Graphic Comparison Of Discrete Kernels

Discrete Epanechnikov Kernel

For a positive integer \(h\in\mathbb{N}\setminus\{0\}\), the first example is a discrete symmetric Epanechnikov kernel with \(\mathcal{S}_{x}=\{x,...,x\pm h\}\) given by:

\[\begin{equation} K^{Epan}_{x,h}(y)= \left(a\bigg(\frac{x-y}{h}\bigg)^{2} + b\right){\bf 1}_{\{x,x\pm 1,...,x\pm h\}}(y), \end{equation}\]

with \(a=-b=3h/(1-4h^{2})\) (Chu, Henderson, and Parmeter 2017)

That kernel only involves the parameter \(h\), which is a positive integer that scales the distance between \(x\) and \(y\).

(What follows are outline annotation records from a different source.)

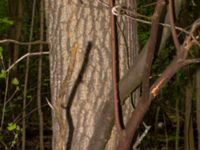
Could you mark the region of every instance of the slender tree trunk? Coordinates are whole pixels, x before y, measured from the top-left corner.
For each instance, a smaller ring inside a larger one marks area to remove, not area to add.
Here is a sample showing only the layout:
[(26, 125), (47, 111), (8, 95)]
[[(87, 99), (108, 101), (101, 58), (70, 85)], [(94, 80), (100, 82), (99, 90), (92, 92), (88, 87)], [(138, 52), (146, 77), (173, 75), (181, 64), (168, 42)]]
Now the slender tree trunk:
[(186, 87), (185, 95), (185, 126), (184, 126), (184, 148), (185, 150), (194, 150), (194, 134), (192, 120), (192, 85)]
[(196, 101), (198, 150), (200, 150), (200, 69), (196, 73)]

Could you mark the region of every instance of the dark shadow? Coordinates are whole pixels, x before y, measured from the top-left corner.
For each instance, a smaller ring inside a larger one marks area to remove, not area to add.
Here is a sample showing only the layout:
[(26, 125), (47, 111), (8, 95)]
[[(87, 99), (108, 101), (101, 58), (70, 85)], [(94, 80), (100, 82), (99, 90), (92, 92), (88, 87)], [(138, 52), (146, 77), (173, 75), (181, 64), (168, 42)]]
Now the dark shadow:
[(73, 133), (74, 133), (74, 124), (73, 124), (73, 119), (72, 119), (72, 115), (71, 115), (71, 106), (72, 106), (73, 99), (74, 99), (74, 96), (76, 94), (77, 88), (78, 88), (78, 86), (79, 86), (79, 84), (82, 80), (83, 74), (84, 74), (86, 67), (88, 65), (89, 54), (90, 54), (91, 49), (92, 49), (92, 42), (89, 41), (87, 43), (86, 53), (85, 53), (85, 56), (84, 56), (83, 64), (81, 66), (81, 70), (80, 70), (79, 75), (78, 75), (78, 77), (75, 81), (74, 87), (72, 88), (72, 91), (69, 95), (69, 98), (68, 98), (69, 101), (68, 101), (68, 104), (66, 106), (66, 117), (67, 117), (67, 122), (68, 122), (68, 126), (69, 126), (69, 136), (68, 136), (67, 145), (66, 145), (67, 150), (71, 149)]

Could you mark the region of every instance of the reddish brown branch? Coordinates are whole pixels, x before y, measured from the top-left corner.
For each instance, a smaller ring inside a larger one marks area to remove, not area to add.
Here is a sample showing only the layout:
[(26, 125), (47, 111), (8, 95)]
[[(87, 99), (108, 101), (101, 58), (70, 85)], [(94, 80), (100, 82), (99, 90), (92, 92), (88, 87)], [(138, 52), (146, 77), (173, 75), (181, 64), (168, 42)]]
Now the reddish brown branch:
[(149, 97), (149, 75), (151, 71), (151, 64), (153, 61), (154, 50), (157, 40), (158, 26), (159, 26), (159, 17), (161, 15), (163, 6), (165, 2), (163, 0), (158, 0), (156, 4), (156, 8), (154, 14), (152, 16), (152, 27), (151, 27), (151, 35), (147, 45), (147, 59), (146, 65), (144, 69), (144, 81), (143, 81), (143, 94), (140, 99), (138, 105), (136, 106), (135, 111), (133, 112), (131, 119), (128, 121), (127, 127), (125, 128), (124, 135), (121, 137), (119, 150), (128, 150), (132, 138), (138, 128), (138, 125), (142, 121), (146, 111), (151, 104), (151, 99)]
[(178, 36), (176, 33), (175, 25), (174, 25), (174, 12), (173, 12), (172, 0), (169, 0), (168, 11), (169, 11), (169, 21), (170, 21), (170, 25), (171, 25), (171, 31), (172, 31), (172, 37), (174, 40), (174, 44), (177, 49), (177, 52), (180, 52), (181, 47), (180, 47), (180, 43), (179, 43)]
[[(114, 7), (115, 0), (110, 0), (110, 8)], [(115, 123), (119, 132), (122, 131), (119, 115), (119, 96), (118, 96), (118, 81), (117, 81), (117, 35), (116, 35), (116, 17), (111, 13), (111, 48), (112, 48), (112, 80), (113, 80), (113, 95), (114, 95), (114, 114)]]

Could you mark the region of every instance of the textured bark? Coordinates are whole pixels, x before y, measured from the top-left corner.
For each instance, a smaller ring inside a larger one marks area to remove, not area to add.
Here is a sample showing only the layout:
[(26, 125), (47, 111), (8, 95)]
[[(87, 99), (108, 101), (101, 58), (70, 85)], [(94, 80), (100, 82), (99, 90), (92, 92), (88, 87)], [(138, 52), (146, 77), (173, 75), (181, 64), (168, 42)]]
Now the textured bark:
[[(45, 4), (50, 43), (51, 102), (53, 107), (62, 110), (62, 119), (67, 127), (62, 149), (88, 149), (96, 124), (95, 118), (105, 102), (112, 101), (110, 12), (92, 0), (46, 0)], [(89, 41), (91, 49), (87, 48)], [(57, 105), (57, 100), (74, 43), (78, 46), (76, 62), (69, 90), (66, 91), (68, 94), (63, 98), (67, 100), (66, 109), (61, 109), (62, 104)], [(122, 67), (124, 57), (122, 50)], [(106, 111), (110, 111), (110, 108)], [(54, 110), (52, 112), (53, 149), (58, 149), (61, 131)], [(109, 114), (112, 115), (112, 112)], [(105, 117), (106, 121), (110, 116), (100, 117)], [(99, 125), (104, 125), (104, 122)], [(111, 129), (112, 124), (107, 132), (110, 133)]]

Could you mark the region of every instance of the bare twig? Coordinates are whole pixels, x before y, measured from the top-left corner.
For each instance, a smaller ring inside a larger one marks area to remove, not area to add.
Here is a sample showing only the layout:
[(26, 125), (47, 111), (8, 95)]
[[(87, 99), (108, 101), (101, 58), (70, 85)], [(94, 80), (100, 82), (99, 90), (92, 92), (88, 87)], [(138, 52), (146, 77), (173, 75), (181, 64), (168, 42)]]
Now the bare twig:
[[(10, 62), (9, 62), (10, 64)], [(1, 117), (1, 127), (0, 127), (0, 131), (3, 129), (3, 123), (4, 123), (4, 115), (5, 115), (5, 109), (6, 109), (6, 99), (8, 96), (8, 83), (9, 83), (9, 72), (6, 76), (6, 87), (5, 87), (5, 95), (4, 95), (4, 101), (3, 101), (3, 108), (2, 108), (2, 117)]]
[(145, 136), (147, 135), (147, 133), (149, 132), (150, 129), (151, 129), (151, 126), (145, 126), (144, 132), (142, 133), (142, 135), (140, 137), (137, 138), (135, 144), (133, 145), (133, 150), (137, 149), (137, 147), (140, 145), (140, 143), (145, 138)]
[(180, 43), (179, 43), (178, 36), (177, 36), (177, 33), (176, 33), (175, 25), (174, 25), (174, 15), (173, 15), (174, 13), (173, 13), (172, 0), (169, 0), (168, 11), (169, 11), (169, 20), (170, 20), (170, 24), (171, 24), (173, 41), (174, 41), (176, 50), (181, 51)]
[[(109, 1), (110, 8), (113, 8), (115, 5), (115, 0)], [(112, 13), (111, 15), (111, 47), (112, 47), (112, 80), (113, 80), (113, 96), (114, 96), (114, 114), (115, 114), (115, 123), (117, 130), (121, 133), (122, 125), (120, 122), (120, 103), (119, 103), (119, 96), (118, 96), (118, 81), (117, 81), (117, 29), (116, 29), (116, 16)]]

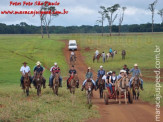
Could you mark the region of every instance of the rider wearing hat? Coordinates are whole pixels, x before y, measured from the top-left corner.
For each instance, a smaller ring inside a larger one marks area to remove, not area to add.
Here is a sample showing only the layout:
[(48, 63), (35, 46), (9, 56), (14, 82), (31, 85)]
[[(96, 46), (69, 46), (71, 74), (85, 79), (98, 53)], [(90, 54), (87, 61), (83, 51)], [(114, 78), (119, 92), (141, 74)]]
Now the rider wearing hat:
[[(132, 81), (133, 81), (133, 79), (134, 79), (135, 76), (138, 75), (138, 76), (142, 77), (141, 71), (140, 71), (140, 69), (138, 68), (138, 64), (134, 64), (134, 68), (132, 68), (132, 69), (130, 70), (130, 73), (132, 73), (132, 77), (131, 77), (131, 79), (130, 79), (130, 84), (129, 84), (129, 86), (131, 87)], [(141, 87), (142, 90), (144, 90), (144, 89), (143, 89), (143, 80), (142, 80), (141, 78), (139, 78), (139, 79), (140, 79), (140, 81), (141, 81), (140, 87)]]
[(58, 67), (57, 63), (54, 63), (54, 66), (50, 68), (50, 72), (51, 72), (51, 75), (49, 78), (49, 86), (52, 87), (55, 74), (58, 73), (59, 74), (59, 86), (62, 87), (62, 77), (60, 76), (60, 68)]
[(126, 74), (127, 75), (129, 75), (129, 68), (127, 67), (127, 65), (125, 64), (124, 66), (123, 66), (123, 70), (125, 70), (126, 71)]
[(87, 82), (88, 79), (90, 79), (92, 81), (92, 83), (94, 85), (94, 88), (96, 90), (96, 83), (93, 80), (93, 73), (91, 72), (91, 67), (88, 67), (88, 70), (87, 70), (87, 73), (86, 73), (85, 77), (86, 77), (86, 79), (83, 82), (83, 86), (82, 86), (82, 89), (81, 90), (83, 91), (83, 89), (85, 87), (85, 83)]
[[(46, 79), (43, 77), (43, 73), (44, 73), (45, 69), (44, 69), (44, 67), (41, 66), (40, 61), (37, 61), (36, 66), (34, 67), (33, 71), (34, 71), (34, 76), (36, 75), (36, 73), (41, 73), (42, 78), (43, 78), (43, 88), (46, 88), (46, 85), (45, 85), (46, 84)], [(36, 82), (35, 81), (33, 81), (33, 84), (34, 84), (34, 86), (36, 88)]]
[(100, 69), (98, 70), (97, 73), (97, 80), (96, 80), (97, 89), (98, 89), (98, 80), (100, 77), (103, 77), (104, 75), (105, 75), (105, 70), (103, 69), (103, 66), (100, 66)]
[(30, 76), (30, 73), (31, 73), (30, 72), (30, 67), (27, 66), (27, 62), (23, 62), (23, 66), (20, 68), (20, 73), (22, 75), (21, 79), (20, 79), (22, 88), (24, 88), (24, 76), (25, 76), (25, 73), (28, 73), (30, 82), (32, 83), (32, 78)]
[(73, 76), (77, 74), (77, 71), (75, 70), (74, 66), (72, 65), (71, 69), (69, 70), (69, 78), (67, 79), (67, 89), (69, 88), (69, 81), (73, 78)]

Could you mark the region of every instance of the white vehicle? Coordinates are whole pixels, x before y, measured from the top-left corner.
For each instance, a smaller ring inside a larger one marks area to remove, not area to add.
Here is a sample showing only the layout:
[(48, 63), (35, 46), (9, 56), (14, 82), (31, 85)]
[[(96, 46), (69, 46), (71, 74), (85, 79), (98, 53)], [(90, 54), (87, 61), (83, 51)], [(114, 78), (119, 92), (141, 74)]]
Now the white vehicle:
[(77, 43), (76, 40), (69, 40), (69, 46), (68, 49), (69, 50), (77, 50)]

The discrete Epanechnikov kernel is less often used in the literature, compared to its continuous counterpart.

Below is an illustration of the discrete Epanechnikov kernel for different values of h using the discrete_kernel()function.

x <- 5 # Target
z <- 0:10 # Observations (?)
h <- c(1, 2, 3, 4) # Set of Bandwidths
K_epan <- matrix(
  data = 0,
  nrow = length(z),
  ncol = length(h)
)
for (i in 1:length(h))
{
  K_epan[, i] <- discrete_kernel(kernel = "epanech", x, z, h[i])
}
plot(
  z,
  K_epan[, 1],
  xlab = "x",
  ylab = "Probability",
  ylim = c(0, 1),
  pch = 1
)
lines(z, K_epan[, 1], lty = 1)
for (i in 2:length(h))
{
  points(z, K_epan[, i], xlab = "z", pch = i)
  lines(z, K_epan[, i], lty = i)
}
legend(
  "topleft",
  c("h=1", "h=2", "h=3", "h=4"),
  lty = 1:4,
  pch = 1:4,
  cex = 1.6
)

Distribution of discrete symmetric Epanechnikov kernel at the target point \(x=5\) for various bandwidth parameters \(h\).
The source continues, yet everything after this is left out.